Parmi les 33 pays participant à l’enquête de l’OCDE Talis sur la formation des enseignants, la France est un cas à part. C’est le seul pays où la formation des enseignants ne débute qu’au niveau master. Et on verra que cela a à voir avec les difficultés de l’École française. Le problème n’est pas la nomination des directeurs des Espé, comme l’affirme la loi Blanquer, mais de savoir si la France veut vraiment s’offrir des enseignants formés…
« Parmi les 33 pays et économies dont les données sont disponibles, la plupart des enseignants ont une formation à l’enseignement reposant sur une approche « simultanée » qui octroie aux futurs enseignants un diplôme unique pour des études dont le contenu disciplinaire, la pédagogie et les autres cours relatifs à l’enseignement débutent dès le début de leurs études supérieures.

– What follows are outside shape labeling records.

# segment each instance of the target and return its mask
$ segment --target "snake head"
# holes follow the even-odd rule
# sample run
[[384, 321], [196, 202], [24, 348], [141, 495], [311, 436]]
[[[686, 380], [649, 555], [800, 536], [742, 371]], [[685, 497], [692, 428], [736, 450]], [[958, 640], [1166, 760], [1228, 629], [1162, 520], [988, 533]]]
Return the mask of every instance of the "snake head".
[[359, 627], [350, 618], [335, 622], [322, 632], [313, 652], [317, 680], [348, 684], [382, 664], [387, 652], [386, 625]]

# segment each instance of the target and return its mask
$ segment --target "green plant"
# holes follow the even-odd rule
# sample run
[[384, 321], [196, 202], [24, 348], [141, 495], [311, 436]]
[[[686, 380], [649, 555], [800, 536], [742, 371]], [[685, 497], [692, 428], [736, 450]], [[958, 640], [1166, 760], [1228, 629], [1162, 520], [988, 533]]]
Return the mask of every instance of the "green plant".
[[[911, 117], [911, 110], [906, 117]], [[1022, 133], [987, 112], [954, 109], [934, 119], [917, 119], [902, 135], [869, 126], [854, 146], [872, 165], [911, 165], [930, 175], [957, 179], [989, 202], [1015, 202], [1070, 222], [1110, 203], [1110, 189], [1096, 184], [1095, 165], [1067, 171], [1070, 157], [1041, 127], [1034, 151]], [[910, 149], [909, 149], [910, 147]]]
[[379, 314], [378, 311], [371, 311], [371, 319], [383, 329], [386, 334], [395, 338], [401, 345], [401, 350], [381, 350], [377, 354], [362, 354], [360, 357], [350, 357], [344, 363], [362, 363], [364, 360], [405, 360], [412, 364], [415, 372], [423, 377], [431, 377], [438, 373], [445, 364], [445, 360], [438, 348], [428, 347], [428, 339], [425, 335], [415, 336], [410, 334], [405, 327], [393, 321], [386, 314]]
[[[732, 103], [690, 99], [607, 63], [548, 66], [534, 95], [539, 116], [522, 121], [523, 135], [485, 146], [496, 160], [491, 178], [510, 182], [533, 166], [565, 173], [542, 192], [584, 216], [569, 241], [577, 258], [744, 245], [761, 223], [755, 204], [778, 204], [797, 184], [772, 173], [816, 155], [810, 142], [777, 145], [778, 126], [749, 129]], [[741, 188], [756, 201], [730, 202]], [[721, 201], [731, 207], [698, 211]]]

La France fait figure d’exception car ses enseignants obtiennent le plus fréquemment leur diplôme à l’issue d’une formation à l’enseignement reposant sur une approche « consécutive » qui exige que les futurs enseignants suivent deux phases d’études supérieures : une première phase avec un enseignement universitaire axé sur une discipline et une deuxième phase axée sur la pédagogie et les stages pratiques », explique l’OCDE. La France est aussi le pays ayant le plus d’enseignants formés seulement à une discipline (19 contre 10%).
Résultat, les enseignants français sont moins formés à la pédagogie et aux pratiques de classe, assure Talis : seulement 66% d’entre eux contre 79% en moyenne. Et les enseignants français sont aussi parmi ceux qui expriment le plus leur manque de formation pédagogique : 50%. « Il faut noter également qu’en France, seulement 55% des enseignants ont été formés à la gestion des comportements des élèves et de la classe au cours de leur formation initiale, ce qui est nettement en dessous de la moyenne de l’OCDE (72%). Ils sont encore moins nombreux (22%) à se sentir bien ou très bien préparés dans ce domaine à l’issue de leur formation initiale », affirme l’OCDE. Ils sont aussi parmi ceux qui sont le moins suivis dans leurs premières années, un point que la loi Blanquer pourrait améliorer si des crédits sont affectés à cela.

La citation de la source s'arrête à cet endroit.